In the field of scientific research, a comprehensive understanding of methodology and data collection and analysis techniques serves as the fundamental basis that determines the quality of research outcomes. Quantitative and qualitative research have distinct characteristics, yet both complement each other in revealing scientific reality. The synthesis of these two approaches produces a comprehensive framework that not only measures phenomena objectively but also seeks to understand their deeper meaning. Therefore, understanding data, variables, population, sampling, data collection techniques, and analytical methods is an essential step toward producing valid and meaningful research.
First, data in research can be categorized into two main types: quantitative and qualitative. Quantitative data are numerical in nature and can be statistically analyzed to test hypotheses, while qualitative data are presented in the form of narratives or descriptions aimed at understanding context, meaning, and human experiences related to a phenomenon. Variables are key elements in research, representing measurable characteristics that vary among objects. There are independent variables (X) as causes, dependent variables (Y) as effects, moderating variables (W) that influence the strength of relationships between variables, and mediating variables (M) that act as intermediaries in causal processes. To measure these variables, researchers use different scales of measurement: nominal, ordinal, interval, and ratio. The nominal scale classifies categories without order, the ordinal scale indicates rank or level, the interval scale shows equal distances without an absolute zero, while the ratio scale has equal intervals and an absolute zero as the starting point. To ensure trustworthy research results, validity and reliability testing are required. Validity ensures that an instrument accurately measures the intended concept, while reliability guarantees that the results remain consistent when measurements are repeated.

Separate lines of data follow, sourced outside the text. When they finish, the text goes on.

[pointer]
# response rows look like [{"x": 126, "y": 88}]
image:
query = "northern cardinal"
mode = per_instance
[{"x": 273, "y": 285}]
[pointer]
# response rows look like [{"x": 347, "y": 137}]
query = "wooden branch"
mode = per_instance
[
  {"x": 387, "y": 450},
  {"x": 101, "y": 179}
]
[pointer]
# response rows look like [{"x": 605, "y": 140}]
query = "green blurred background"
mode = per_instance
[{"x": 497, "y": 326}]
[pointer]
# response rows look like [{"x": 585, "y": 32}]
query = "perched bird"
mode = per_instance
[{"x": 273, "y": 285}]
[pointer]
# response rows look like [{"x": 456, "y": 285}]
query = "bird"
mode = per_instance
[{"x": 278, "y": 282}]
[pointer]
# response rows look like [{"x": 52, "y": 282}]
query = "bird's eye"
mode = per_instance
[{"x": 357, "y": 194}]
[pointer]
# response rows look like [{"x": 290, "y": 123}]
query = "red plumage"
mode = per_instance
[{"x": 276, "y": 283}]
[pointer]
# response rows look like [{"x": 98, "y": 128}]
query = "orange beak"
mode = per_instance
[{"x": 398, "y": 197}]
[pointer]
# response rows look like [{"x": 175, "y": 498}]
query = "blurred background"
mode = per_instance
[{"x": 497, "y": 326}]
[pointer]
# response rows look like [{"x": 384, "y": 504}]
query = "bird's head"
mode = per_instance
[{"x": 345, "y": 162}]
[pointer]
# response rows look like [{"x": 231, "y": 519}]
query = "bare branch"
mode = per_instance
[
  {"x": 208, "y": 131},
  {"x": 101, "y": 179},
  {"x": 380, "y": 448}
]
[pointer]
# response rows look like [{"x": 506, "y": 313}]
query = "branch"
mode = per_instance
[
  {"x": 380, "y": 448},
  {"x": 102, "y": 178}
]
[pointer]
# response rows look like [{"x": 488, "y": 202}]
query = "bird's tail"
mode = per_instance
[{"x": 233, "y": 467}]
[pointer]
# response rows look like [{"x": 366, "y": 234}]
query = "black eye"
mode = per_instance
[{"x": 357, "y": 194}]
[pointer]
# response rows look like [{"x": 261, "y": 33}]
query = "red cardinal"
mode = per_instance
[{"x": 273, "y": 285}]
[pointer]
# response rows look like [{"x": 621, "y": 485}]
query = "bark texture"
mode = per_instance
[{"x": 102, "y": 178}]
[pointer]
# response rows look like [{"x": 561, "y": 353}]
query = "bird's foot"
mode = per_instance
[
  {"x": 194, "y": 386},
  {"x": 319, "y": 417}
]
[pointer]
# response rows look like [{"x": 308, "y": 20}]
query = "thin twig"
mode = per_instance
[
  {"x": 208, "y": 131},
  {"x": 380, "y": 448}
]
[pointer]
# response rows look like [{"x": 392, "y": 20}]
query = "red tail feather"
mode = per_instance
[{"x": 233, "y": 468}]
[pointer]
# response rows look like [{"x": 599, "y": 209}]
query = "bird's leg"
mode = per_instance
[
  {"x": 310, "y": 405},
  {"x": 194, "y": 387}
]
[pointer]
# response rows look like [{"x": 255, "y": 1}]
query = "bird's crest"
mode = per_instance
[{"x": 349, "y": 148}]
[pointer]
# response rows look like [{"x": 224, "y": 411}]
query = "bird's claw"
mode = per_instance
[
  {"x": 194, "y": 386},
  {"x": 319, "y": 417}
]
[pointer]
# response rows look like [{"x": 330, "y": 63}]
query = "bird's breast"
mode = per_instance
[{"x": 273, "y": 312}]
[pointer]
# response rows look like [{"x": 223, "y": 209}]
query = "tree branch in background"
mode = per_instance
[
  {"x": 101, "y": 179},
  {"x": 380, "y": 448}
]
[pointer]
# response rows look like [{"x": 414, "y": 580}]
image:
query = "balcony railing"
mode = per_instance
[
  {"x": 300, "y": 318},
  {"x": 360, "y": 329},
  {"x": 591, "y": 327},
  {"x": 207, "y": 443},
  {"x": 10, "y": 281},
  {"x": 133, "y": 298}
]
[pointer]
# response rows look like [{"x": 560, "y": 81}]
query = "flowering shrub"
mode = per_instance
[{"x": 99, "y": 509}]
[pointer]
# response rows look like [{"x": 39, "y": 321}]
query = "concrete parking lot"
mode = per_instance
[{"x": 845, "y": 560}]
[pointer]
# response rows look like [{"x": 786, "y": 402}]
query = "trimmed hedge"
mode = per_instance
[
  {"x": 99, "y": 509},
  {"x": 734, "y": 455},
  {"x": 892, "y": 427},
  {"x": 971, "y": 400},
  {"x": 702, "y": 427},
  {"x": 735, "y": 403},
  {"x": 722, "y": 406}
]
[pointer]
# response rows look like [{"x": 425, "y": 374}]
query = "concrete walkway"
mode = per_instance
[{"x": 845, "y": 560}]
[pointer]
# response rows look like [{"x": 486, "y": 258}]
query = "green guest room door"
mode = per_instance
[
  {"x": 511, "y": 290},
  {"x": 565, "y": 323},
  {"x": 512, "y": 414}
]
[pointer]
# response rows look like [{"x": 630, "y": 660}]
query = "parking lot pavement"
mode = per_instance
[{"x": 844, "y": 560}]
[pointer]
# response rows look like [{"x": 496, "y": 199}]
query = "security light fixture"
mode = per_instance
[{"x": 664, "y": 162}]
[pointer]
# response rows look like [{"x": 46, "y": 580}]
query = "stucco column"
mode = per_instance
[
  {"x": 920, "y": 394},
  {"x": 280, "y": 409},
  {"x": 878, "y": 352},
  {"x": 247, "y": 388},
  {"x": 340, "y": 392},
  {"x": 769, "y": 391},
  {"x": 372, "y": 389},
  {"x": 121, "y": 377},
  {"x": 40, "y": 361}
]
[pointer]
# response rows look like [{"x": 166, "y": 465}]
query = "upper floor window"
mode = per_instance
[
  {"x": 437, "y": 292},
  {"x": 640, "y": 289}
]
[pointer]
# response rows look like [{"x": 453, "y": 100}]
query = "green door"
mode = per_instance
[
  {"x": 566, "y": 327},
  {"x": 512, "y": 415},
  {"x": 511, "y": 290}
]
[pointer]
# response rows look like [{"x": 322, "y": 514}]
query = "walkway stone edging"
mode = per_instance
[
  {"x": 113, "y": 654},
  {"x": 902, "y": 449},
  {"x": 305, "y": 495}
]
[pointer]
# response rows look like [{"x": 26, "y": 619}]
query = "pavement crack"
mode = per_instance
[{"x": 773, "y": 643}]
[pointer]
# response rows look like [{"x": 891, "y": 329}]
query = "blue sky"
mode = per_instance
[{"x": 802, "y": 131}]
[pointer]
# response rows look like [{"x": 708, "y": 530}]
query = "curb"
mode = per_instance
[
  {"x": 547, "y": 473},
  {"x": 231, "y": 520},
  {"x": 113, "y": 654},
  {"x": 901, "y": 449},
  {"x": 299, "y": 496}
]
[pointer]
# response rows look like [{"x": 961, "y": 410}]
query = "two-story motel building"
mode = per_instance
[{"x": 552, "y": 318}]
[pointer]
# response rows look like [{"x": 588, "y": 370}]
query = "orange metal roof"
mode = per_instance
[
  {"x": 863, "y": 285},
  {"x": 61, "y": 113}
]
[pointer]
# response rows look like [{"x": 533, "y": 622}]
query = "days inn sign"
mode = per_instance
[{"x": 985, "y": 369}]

Second, in research, the population refers to the entire group of objects under study, whereas the sample represents a portion of the population selected to stand in for the whole. Sampling techniques can be carried out through two main approaches: probability and non-probability sampling. In probability sampling, every member of the population has an equal chance of being selected, as seen in random sampling, stratified sampling, or cluster sampling. Meanwhile, non-probability sampling is more subjective, based on specific considerations, such as purposive, quota, or snowball sampling. Instruments used for data collection include questionnaires to measure opinions or attitudes, observations to record direct behaviors, interviews to obtain in-depth information, tests to assess abilities or achievements, and documentation to analyze data from archives or official records. Before use, these instruments must undergo pilot testing and content validation through expert judgment to ensure their relevance, representativeness, and alignment with research objectives.
Third, data collection techniques differ between quantitative and qualitative research. Quantitative research relies on questionnaires, tests, and documentation that produce numerical data suitable for statistical analysis. In contrast, qualitative research employs in-depth interviews, participatory observations, and document analysis to understand the meaning and context of social phenomena. To ensure the accuracy and consistency of data, researchers must apply data triangulation, pilot testing of instruments, enumerator training, and systematic documentation. Moreover, ethical standards must be upheld throughout the data collection process, including obtaining informed consent from participants, maintaining confidentiality, ensuring transparency about the purpose of the study, and avoiding any form of manipulation or coercion toward respondents.
Fifth, data analysis in research serves to reveal the relationships and effects among variables. Correlation analysis is used to measure the strength of association between two or more variables, utilizing tests such as Pearson's correlation for interval or ratio data with normal distribution, Spearman's rank correlation for ordinal data, and Kendall's tau for non-parametric data or small samples. Meanwhile, causal analysis is performed through regression---simple linear regression for one independent variable and one dependent variable, or multiple linear regression for several independent variables influencing a single dependent variable. The interpretation of analytical results involves testing hypotheses, comparing findings with previous studies, and discussing implications as well as the limitations of the research.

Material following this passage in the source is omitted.